Bu konuyu irdelerken forumlarıda sıklıkla gezindim ve bazı fikirlere rastladım. Kendi yorumlarımı da katarak bu paragraf da bunları anlatacağım. Şimdi eğer bir evren yaratıyorsak bunun bir amacı olmalıdır bu konuda hemfikiriz. Ve benim tahminim eğer biz bir simulasyon içindeysek, bunun amacı insanlığın gelişmişlik düzeyini test etmektir. Çünkü milyar yıllar geçmiş ve bu konu yeni yeni gündeme geliyor. Yani insanoğlu bu soruyu sorabilecek bir düşünme yetisine kavuştu. Sonuçta insana verilmiş en büyük lütuf düşünmektir, ve bununda bir amacı olmalıdır. İnsanın gerçeğe ulaşmasını istediler ve eline sadece düşünme özelliğini verdiler. Evrenin sırrı çözülmeden de kıyametin geleceğini düşünmüyorum şahsen, çünkü evrenin bir sırrı kalmadığında insanoğlu yapması gerekeni yapmış olacak ve hayata devam etmek için bir sebep kalmayacak. Belki de tuşlar kapatılacak. Ancak hergün farklı bir gizemin ortaya çıktığını düşünürsek az önceki teorimin gerçekleşmesi için, insanın gelişiminin hızının evrenin işleyişinin hızını geçmesi gerekmektedir. Bu da oldukça zordur. (Hiçbir şeye imkansız diyemiyorum artık.)

Her şeyin bir yaratıcısı olduğu ve bu dünyanın gerçek dünya olmadığı kesinleşen iki şey arasında. Ancak bu dünya gerçek bir dünya değilse, biz sahte dünyaların hangisini yaşıyoruz ?
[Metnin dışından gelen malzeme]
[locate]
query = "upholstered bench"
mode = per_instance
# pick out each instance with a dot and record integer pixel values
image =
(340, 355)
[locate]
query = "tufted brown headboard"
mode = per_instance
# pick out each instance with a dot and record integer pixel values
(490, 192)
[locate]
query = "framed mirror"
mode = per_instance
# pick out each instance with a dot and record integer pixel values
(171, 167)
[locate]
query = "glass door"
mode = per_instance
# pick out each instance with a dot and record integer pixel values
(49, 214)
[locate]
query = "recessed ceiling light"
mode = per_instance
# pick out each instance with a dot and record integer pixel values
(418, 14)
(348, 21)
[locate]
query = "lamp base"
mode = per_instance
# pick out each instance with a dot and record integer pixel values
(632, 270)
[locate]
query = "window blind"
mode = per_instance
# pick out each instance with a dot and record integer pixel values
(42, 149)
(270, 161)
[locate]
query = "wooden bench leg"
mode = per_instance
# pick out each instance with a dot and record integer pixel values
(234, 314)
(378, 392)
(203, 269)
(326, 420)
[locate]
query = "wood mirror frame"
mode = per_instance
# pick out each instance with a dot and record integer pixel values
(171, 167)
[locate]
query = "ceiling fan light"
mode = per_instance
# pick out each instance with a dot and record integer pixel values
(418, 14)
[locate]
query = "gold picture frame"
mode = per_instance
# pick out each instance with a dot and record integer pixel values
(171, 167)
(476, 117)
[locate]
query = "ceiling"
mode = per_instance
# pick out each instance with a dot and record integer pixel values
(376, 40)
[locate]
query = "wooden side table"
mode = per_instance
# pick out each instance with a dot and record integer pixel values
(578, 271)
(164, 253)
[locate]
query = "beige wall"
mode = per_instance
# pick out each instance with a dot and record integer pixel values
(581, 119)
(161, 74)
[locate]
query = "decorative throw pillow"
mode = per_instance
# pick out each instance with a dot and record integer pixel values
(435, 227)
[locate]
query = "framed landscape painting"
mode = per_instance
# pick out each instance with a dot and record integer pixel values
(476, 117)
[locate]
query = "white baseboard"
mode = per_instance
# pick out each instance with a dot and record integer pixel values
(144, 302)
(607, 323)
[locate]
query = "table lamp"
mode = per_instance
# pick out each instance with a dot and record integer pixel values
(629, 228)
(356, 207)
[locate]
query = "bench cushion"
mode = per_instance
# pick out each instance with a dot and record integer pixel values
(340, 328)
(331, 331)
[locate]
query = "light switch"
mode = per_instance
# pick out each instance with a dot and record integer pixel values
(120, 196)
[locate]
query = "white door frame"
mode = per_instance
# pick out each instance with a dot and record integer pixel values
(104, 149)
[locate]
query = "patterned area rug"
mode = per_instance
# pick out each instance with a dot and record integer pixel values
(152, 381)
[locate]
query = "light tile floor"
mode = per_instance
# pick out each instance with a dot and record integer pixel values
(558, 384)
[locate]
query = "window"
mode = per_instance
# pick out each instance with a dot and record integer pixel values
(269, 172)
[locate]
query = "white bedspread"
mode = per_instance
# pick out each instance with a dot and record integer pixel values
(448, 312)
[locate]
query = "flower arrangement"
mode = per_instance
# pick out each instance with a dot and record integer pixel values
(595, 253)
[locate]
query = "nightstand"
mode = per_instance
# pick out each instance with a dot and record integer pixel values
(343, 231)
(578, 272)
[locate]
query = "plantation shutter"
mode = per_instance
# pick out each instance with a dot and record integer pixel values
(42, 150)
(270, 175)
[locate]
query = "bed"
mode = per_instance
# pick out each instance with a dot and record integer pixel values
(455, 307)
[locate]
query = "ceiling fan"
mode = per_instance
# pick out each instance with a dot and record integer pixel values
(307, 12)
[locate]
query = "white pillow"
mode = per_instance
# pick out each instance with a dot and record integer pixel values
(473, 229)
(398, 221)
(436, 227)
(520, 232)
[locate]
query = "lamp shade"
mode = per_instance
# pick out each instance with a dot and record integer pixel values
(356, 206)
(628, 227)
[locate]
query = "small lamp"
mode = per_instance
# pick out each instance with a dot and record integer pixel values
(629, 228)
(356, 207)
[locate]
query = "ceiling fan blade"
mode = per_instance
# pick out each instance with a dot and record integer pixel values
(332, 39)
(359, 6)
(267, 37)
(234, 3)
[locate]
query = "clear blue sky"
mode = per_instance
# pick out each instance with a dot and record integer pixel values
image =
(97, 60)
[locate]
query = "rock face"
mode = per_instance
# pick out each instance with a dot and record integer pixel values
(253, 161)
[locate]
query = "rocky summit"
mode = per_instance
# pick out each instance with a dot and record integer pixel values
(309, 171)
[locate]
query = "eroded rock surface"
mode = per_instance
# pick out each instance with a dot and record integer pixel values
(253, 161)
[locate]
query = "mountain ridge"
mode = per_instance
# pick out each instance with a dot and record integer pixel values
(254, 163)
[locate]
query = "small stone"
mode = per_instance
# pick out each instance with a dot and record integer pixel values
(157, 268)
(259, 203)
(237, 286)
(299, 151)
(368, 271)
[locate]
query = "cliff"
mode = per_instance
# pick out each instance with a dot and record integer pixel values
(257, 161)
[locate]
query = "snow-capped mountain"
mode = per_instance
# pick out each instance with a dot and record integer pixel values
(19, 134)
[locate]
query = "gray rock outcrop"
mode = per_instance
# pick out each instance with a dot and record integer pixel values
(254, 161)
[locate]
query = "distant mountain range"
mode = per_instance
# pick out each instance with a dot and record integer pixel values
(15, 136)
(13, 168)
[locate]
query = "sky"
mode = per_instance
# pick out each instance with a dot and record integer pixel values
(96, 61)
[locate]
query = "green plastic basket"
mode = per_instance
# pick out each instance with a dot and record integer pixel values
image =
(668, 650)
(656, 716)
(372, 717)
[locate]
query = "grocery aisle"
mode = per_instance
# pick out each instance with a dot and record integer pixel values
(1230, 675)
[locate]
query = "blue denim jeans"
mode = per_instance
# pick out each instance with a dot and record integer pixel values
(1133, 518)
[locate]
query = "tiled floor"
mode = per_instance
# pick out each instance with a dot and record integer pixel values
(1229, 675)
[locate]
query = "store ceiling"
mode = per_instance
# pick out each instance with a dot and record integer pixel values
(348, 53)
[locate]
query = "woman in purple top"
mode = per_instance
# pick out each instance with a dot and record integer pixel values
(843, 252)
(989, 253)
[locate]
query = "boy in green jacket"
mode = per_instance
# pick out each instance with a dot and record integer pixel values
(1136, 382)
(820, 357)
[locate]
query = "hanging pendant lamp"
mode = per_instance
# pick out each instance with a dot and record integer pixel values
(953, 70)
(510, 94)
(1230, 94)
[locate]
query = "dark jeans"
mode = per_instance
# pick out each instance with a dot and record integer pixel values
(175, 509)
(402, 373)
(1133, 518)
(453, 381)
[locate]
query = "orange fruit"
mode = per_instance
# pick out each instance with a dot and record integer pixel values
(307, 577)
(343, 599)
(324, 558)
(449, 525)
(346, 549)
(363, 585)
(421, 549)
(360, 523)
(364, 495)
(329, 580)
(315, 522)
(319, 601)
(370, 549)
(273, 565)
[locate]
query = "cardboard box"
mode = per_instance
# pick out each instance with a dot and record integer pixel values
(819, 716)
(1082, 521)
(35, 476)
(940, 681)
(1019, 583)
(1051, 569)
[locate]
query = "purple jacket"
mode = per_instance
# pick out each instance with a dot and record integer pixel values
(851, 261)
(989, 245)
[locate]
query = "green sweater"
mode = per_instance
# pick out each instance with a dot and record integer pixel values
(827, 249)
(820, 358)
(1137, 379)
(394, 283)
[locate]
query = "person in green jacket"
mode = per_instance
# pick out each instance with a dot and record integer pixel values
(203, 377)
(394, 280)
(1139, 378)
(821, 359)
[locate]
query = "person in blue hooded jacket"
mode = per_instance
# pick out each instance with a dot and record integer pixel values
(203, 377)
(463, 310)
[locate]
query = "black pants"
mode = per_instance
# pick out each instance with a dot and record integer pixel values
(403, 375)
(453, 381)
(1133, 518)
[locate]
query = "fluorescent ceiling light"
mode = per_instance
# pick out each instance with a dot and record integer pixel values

Bostrom'un makalesinden sonra bu sorunun cevabı simulasyon hayatı olarak her geçen gün artmaya başladı. O makaleden bir kesit ise şöyle der.  "..elimizde dünya hakkında bazı alternatif iddiaların doğru olduğuna inanmazı sağlayacak kadar yeterli ilginç ampirik veri mevcut.." Alternatif iddiadan kastın da simulasyon hayatı olduğunu bizzat vikipediden okudum. İddiaların kanıtları gün yüzüne çıksa kim inanır orası da muamma ancak dünyayı sarsacağını şiddetli bir şekilde düşünmüyor değilim. Adeta bir sims oyunu karakteri olduğunu öğrenen insanların nasıl bir tepki vereceğini de fazlasıyla merak ediyorum. (Tabiki hepsi varsayım, ben Oxfordlu'nun yalancısıyım)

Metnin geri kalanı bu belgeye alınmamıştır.